Keduanya adalah sama-sama eksakta, Bung Karno adalah seorang insinyur dan Profesor Kadirun Yahya adalah ahli kimia / fisika.

Di atas kertas Prof. Kadirun mulai menuliskan penjelasannya.
10/10 = 1 ;
“Ya” kata Presiden.
10/100 = 1/10 ; “Ya” kata Presiden.
10/1000` = 1/100 ;
“Ya” kata Presiden.
10/10.000 = 1/1000 ;
“Ya” kata Presiden.

10 / ∞ (tak terhingga) = 0 ;
“Ya” kata Presiden.
1000.000 … / ∞ = 0 ;
“Ya” kata Presiden.
(Berapa saja + Apa saja) /∞ = 0;
“Ya” kata Presiden.
Dosa / ∞ = 0 ;
“Ya” kata Presiden.“

Nah…” lanjut Prof,
1 x ∞ = ∞ ;
“Ya” kata Presiden
½ x ∞ = ∞ ;
“Ya” kata Presiden.
1 zarah x ∞ = ∞ ;
“Ya” kata Presiden.
“… ini artinya, sang wanita, walaupun hanya 1 zarah jasanya, bahkan terhadap seekor anjing sekalipun, mengkaitkan, menggandengkan gerakannya dgn yg Maha Akbar."

"Mengikut sertakan yg Maha Besar dlm gerakan-gerakannya, maka hasil dari gerakannya itu menghasilkan ibadah yg begitu besar, yg langsung dihadapkan pada dosa-dosanya, yg pada saat itu juga hancur berkeping-keping. Ditorpedo oleh PAHALA yang Maha Besar itu. 1 zarah x ∞ = ∞ Dan, Dosa / ∞ = 0.
Ziedaar hetantwoord, Presiden (Itulah dia jawabannya Presiden)” jawab Profesor.

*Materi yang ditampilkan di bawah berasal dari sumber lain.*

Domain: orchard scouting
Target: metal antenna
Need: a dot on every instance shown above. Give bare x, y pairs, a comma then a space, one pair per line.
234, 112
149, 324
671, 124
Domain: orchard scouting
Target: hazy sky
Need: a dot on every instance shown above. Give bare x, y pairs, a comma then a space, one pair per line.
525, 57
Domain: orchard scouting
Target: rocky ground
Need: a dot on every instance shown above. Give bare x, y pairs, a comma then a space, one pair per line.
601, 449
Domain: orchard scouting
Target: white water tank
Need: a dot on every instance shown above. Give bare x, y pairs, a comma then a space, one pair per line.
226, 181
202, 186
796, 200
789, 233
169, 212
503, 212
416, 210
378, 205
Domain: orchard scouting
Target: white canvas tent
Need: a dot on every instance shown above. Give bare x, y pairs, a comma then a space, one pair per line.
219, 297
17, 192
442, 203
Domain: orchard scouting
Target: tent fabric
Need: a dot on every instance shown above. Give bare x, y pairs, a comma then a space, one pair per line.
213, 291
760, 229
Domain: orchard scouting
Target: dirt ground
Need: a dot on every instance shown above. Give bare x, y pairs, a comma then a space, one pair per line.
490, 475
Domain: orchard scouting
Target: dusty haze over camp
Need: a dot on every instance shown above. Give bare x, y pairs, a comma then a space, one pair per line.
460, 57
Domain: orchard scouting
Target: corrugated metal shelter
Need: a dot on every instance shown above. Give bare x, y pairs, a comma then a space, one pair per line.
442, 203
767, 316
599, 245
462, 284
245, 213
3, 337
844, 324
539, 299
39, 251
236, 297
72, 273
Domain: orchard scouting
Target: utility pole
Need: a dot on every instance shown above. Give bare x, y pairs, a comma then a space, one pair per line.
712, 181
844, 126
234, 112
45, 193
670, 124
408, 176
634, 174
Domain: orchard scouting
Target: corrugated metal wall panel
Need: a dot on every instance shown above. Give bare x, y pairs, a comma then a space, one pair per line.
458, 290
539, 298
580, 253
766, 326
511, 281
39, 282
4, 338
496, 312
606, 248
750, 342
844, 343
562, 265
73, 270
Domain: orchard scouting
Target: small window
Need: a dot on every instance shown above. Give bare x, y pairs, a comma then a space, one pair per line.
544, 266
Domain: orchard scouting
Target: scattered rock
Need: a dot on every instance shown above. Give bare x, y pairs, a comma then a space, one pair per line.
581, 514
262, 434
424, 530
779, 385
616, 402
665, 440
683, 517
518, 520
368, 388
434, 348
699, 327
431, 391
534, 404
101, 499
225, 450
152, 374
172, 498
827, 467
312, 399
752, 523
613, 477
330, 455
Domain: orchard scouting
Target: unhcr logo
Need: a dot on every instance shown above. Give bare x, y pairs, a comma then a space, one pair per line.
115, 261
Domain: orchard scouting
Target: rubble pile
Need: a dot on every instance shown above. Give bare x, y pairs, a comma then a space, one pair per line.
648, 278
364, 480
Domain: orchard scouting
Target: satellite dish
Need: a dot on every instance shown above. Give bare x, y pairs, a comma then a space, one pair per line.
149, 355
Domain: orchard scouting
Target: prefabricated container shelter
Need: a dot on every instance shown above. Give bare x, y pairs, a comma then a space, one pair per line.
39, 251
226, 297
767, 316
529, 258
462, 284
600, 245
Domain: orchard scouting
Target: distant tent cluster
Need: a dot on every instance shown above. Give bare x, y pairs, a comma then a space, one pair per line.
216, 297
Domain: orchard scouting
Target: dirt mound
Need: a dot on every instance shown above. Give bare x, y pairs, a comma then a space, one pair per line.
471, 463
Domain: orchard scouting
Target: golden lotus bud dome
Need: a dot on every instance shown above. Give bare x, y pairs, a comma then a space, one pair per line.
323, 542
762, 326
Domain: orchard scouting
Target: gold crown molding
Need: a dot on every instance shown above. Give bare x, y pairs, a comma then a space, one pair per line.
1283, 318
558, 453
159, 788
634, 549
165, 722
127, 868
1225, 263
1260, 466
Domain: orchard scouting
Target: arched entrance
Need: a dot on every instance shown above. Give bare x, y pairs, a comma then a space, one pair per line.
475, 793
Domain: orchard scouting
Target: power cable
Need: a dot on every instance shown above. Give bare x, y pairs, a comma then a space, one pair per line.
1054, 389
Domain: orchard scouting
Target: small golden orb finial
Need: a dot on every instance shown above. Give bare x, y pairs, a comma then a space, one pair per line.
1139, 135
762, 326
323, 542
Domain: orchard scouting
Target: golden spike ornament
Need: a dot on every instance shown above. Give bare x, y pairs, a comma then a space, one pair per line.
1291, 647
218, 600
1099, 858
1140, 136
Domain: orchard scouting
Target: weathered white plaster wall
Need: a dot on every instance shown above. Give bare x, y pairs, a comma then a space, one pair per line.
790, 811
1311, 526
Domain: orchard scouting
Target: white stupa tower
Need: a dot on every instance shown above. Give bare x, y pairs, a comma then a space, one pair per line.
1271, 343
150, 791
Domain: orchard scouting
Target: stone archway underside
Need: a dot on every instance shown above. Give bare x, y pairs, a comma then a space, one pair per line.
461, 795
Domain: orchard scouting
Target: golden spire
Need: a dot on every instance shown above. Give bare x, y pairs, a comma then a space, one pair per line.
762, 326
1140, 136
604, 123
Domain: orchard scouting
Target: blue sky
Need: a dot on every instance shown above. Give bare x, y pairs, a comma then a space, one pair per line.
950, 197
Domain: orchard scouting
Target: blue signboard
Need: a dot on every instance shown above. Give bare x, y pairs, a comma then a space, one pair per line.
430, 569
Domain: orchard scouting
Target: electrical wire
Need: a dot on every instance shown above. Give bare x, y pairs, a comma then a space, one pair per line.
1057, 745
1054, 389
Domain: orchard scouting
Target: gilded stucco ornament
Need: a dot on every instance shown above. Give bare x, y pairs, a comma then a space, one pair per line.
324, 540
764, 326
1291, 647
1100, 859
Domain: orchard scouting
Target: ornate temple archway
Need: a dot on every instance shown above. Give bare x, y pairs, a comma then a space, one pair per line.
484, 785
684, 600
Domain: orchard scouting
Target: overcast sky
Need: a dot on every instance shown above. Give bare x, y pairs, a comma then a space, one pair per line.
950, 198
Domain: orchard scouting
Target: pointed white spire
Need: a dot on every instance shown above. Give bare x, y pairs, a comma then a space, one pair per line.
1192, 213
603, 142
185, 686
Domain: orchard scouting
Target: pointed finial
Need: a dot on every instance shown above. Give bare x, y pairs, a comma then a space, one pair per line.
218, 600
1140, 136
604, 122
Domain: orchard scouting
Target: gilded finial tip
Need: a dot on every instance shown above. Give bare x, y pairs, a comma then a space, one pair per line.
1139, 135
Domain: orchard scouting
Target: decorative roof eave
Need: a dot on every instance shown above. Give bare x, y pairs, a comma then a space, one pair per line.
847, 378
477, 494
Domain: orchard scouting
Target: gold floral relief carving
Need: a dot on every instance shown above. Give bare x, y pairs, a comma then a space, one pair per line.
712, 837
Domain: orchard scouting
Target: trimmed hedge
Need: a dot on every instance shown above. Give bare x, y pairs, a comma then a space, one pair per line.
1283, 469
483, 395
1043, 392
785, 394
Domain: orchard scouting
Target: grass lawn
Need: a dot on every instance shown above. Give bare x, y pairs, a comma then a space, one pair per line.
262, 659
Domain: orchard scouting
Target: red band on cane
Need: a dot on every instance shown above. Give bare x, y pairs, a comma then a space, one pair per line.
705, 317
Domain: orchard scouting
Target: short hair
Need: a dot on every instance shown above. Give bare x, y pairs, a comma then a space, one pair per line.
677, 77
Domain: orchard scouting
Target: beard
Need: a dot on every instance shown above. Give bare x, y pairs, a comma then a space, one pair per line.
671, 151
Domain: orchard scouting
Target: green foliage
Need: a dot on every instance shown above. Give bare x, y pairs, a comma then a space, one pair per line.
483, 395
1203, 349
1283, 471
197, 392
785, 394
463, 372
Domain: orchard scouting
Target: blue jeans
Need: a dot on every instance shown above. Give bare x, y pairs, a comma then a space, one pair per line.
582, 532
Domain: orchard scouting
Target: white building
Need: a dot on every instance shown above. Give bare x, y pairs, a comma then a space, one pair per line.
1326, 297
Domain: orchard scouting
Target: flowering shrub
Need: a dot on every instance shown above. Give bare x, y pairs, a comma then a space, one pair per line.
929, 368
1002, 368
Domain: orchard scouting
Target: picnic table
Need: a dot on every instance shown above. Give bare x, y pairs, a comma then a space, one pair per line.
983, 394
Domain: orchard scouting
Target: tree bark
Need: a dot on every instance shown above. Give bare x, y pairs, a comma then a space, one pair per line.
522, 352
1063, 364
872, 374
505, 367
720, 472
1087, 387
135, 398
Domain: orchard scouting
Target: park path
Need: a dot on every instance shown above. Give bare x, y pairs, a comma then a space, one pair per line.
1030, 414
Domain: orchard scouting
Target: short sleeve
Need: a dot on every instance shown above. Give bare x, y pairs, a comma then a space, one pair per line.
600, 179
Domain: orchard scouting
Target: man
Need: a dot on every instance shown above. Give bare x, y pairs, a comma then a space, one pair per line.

Bung Karno diam sejenak . “Geweldig (hebat)” katanya kemudian. Dan Bung Karno terlihat semakin penasaran.

Masih ada lagi pertanyaan yg ia ajukan. “Bagaimana agar dpt hubungan dgn Tuhan ?” katanya.

Profesor Kadirun Yahya pun lanjut menjawabnya. “Dgn mendapatkan frekuensi-Nya. Tanpa mendapatkan frekuensi-Nya tak mungkin ada kontak dgn Tuhan."

"Lihat saja, walaupun 1 mm jaraknya dari sebuah zender radio, kita letakkan radio dgn frekuensi yg tdk sama, maka radio kita itu tdk akan mengeluarkan suara dari zender tsb. Begitu juga dgn Tuhan, walaupun Tuhan berada lebih dekat dari urat leher kita, tak mungkin ada kontak jika frekuensi-Nya tidak kita dapati”, jelasnya.

“Bagaimana agar dpt frekuensi-Nya, smtr kita adalah manusia kecil yg serba kekurangan ?” tanya Presiden kemudian.

“Melalui isi dada Rasulullah” jawab Prof.

“Dalam Hadits Qudsi berbunyi yg artinya : Bahwasanya Al-Quran ini satu ujungnya di tangan Allah dan satu lagi di tangan kamu, maka peganglah kuat-kuat akan dia” (Abi Syuraihil Khuza’ayya.r.a), lanjutnya.

Prof menyambung, “Begitu juga dalam QS.Al-Hijr : 29 – Maka setelah Aku sempurnakan dia dan Aku tiupkan di dalamnya sebagian Roh-Ku, rebahkanlah Dirimu bersujud kepada-Nya”.

"Nur Illahi yg terbit dari Allah sendiri adalah tali yg nyata antara Allah dgn Rasulullah. Ujung Nur Illahi itu ada dlm dada Rasulullah. Ujungnya itulah yg kita hubungi, maka jelas kita akan dpt frekuensi dari Allah SWT", kata Prof.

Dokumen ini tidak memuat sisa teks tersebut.